А иногда тетя Ципора говорила:
– Еще и шести утра не было, как закрылся он в своем кабинете, даже завтрак я подала ему туда, но ничего, ничего, вы войдите к нему сейчас, войдите, войдите, пожалуйста, он будет рад, он ведь всегда так рад вам. И я тоже буду рада, хорошо бы ему немного прерваться, пусть чуточку отдохнет, ведь он все больше и больше не щадит свое здоровье. Совсем себя не бережет!
* * *В прихожую выходили две двери: одна, застекленная, рама в цветочной резьбе, вела в гостиную, а вторая, тяжелая и темная, строгая и суровая, вводила нас в рабочий кабинет профессора, или “библиотеку”, как иногда называли эту комнату.
Рабочий кабинет дяди Иосефа представлялся мне в детстве неким залом в храме мудрости: более двадцати пяти тысяч томов, как шепнул однажды папа, составляли личную библиотеку дяди Иосефа. Там были и редкие книги, очень ценные, в том числе и рукописи великих основателей нашей литературы, наших поэтов, первые издания с личными посвящениями авторов. Находились там и книги, которые с невероятными ухищрениями были вывезены из советской Одессы и доставлены сюда окольными путями. Среди них библиографические ценности, редкие и уникальные, – и светская литература, и религиозная, включая почти полную сокровищницу мудрости еврейского народа, и лучшие книги народов мира. Некоторые из них купил дядя Иосеф в Одессе, некоторые приобрел в Гейдельберге или Париже, что-то нашел в Лозанне, что-то отыскал в Берлине и Варшаве, что-то заказал в Америке. Хранились на его полках и такие издания, которые нигде не сыскать, разве что в библиотеке Ватикана. Здесь были книги на иврите и арамейском, на сирийском и греческом (новом и древнем), на латинском, санскрите, средневековом арабском, на русском, английском, испанском, польском, французском, итальянском и многих других языках и наречиях, чьи названия я никогда и не слышал, – например, на таких как угаритский, словенский, хананейско-мальтийский, церковно-славянский.

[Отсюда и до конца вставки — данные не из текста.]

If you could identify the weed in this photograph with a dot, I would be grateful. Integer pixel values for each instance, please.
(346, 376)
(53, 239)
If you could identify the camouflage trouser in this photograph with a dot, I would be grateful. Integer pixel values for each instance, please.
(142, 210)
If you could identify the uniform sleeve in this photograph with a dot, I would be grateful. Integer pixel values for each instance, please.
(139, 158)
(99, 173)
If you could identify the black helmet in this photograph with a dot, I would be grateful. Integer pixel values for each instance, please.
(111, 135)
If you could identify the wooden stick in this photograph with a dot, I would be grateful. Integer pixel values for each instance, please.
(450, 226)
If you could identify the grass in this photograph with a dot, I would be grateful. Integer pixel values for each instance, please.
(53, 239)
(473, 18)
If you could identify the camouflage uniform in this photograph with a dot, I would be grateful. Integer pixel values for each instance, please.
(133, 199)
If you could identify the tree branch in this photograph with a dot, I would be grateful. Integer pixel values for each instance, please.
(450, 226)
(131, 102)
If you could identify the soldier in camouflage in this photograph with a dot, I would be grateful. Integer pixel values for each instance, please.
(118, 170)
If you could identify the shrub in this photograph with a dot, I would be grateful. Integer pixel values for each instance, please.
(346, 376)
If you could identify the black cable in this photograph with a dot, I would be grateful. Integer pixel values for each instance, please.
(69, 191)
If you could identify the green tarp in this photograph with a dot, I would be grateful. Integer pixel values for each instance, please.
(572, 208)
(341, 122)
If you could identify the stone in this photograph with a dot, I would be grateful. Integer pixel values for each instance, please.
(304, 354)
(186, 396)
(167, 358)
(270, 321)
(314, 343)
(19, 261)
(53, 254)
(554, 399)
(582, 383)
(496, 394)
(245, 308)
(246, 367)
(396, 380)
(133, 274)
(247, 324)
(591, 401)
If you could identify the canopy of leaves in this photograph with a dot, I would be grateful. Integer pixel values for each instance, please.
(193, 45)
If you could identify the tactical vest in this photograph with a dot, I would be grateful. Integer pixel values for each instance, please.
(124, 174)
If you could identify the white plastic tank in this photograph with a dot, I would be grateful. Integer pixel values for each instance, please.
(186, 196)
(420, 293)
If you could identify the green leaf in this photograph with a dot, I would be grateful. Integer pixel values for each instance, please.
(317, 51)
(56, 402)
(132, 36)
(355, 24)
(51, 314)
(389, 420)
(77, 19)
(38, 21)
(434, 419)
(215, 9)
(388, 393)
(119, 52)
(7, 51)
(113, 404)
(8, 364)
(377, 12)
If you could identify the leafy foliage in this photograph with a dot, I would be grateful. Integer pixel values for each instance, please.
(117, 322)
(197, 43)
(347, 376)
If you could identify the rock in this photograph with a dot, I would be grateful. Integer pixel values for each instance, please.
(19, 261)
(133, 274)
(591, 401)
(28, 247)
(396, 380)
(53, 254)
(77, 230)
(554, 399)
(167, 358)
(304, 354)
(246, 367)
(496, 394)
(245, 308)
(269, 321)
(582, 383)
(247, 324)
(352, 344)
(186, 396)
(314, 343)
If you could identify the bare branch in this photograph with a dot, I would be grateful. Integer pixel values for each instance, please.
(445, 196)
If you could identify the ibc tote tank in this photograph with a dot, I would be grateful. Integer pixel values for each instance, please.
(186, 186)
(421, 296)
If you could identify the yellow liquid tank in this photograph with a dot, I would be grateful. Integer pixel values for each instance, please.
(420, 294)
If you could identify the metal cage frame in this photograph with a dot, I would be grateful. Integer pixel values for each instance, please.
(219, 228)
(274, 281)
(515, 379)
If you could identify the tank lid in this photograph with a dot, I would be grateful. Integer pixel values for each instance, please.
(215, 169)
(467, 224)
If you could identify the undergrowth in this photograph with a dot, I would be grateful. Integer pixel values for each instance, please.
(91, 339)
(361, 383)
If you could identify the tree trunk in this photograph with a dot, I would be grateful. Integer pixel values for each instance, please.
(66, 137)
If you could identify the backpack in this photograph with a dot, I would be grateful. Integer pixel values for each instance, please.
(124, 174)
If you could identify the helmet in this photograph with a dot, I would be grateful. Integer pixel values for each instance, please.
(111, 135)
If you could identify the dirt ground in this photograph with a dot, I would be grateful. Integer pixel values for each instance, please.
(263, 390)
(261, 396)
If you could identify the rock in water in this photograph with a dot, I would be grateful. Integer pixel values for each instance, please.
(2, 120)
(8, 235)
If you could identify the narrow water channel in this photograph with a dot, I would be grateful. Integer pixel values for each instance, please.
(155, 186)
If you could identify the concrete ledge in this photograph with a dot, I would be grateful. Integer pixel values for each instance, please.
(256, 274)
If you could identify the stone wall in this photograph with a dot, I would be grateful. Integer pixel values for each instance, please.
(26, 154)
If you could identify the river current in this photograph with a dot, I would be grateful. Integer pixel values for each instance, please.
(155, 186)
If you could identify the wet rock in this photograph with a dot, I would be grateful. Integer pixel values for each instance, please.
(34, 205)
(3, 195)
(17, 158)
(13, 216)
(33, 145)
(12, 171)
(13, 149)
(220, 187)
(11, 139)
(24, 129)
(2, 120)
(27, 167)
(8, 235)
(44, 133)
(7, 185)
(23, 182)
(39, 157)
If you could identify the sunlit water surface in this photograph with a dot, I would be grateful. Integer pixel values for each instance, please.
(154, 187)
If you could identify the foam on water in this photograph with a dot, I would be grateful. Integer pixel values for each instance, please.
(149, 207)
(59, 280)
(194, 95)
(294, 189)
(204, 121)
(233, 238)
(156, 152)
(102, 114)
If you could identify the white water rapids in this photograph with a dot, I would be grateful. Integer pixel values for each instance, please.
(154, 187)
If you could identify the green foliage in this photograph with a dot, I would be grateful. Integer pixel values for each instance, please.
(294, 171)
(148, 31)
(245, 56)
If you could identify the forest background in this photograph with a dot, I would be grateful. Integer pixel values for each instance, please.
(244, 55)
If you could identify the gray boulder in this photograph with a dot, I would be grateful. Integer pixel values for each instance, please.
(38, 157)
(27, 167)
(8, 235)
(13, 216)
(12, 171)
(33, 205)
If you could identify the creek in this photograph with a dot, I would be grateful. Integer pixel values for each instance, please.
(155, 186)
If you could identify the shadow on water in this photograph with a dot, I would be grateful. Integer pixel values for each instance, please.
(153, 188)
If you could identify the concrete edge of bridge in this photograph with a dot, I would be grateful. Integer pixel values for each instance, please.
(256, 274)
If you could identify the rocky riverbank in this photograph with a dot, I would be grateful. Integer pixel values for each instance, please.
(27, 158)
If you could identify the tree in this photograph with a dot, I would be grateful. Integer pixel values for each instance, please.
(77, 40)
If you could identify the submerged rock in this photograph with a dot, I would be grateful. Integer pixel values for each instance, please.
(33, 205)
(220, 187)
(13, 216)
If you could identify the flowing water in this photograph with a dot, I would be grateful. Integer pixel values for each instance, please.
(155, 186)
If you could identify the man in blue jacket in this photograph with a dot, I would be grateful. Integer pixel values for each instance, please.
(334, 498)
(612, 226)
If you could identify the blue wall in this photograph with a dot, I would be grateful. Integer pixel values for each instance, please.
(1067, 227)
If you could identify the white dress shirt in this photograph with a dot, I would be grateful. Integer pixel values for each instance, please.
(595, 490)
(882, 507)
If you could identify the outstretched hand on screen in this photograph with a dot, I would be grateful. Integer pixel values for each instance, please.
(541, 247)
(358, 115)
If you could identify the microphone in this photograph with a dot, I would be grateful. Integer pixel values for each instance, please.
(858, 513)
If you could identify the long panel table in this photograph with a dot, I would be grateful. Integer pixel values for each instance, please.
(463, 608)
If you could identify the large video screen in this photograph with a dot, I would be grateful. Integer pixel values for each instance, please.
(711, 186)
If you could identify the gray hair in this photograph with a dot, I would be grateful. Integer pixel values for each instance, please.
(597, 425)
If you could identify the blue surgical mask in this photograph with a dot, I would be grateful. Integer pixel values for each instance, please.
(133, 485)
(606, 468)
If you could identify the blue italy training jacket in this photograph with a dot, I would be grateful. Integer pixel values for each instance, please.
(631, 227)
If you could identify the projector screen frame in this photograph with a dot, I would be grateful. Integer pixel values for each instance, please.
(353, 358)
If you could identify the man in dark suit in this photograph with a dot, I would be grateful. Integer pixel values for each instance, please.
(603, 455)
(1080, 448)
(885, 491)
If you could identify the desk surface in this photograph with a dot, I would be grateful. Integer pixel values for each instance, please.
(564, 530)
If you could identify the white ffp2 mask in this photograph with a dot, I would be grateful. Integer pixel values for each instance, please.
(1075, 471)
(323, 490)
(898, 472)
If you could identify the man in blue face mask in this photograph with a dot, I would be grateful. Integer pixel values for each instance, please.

Что-то суровое и аскетическое было в этой комнате, служившей библиотекой: прямые черные линии множества полок от пола и до высокого потолка, нависающих и над дверной притолокой, и над окнами, – молчаливое величие, педантичное, торжественное, не признающее ни смеха, ни легкомыслия. Это величие подавляло всех, даже самого дядю Иосефа, вынуждало разговаривать исключительно шепотом.
Запах гигантской дядиной библиотеки будет сопровождать меня всю мою жизнь – насыщенный пылью, возбуждающий аромат тайной мудрости, дыхание молчаливой, замкнутой жизни, посвященной познанию, – жизни монаха-отшельника. Суровым безмолвием потустороннего мира веет из этих глубин знания, что-то взволнованно нашептывают губы мертвых мудрецов, изливаются сокровенные думы сочинителей, почивших во прахе, с ласковой прохладой касаются нас несбывшиеся желания прежних поколений.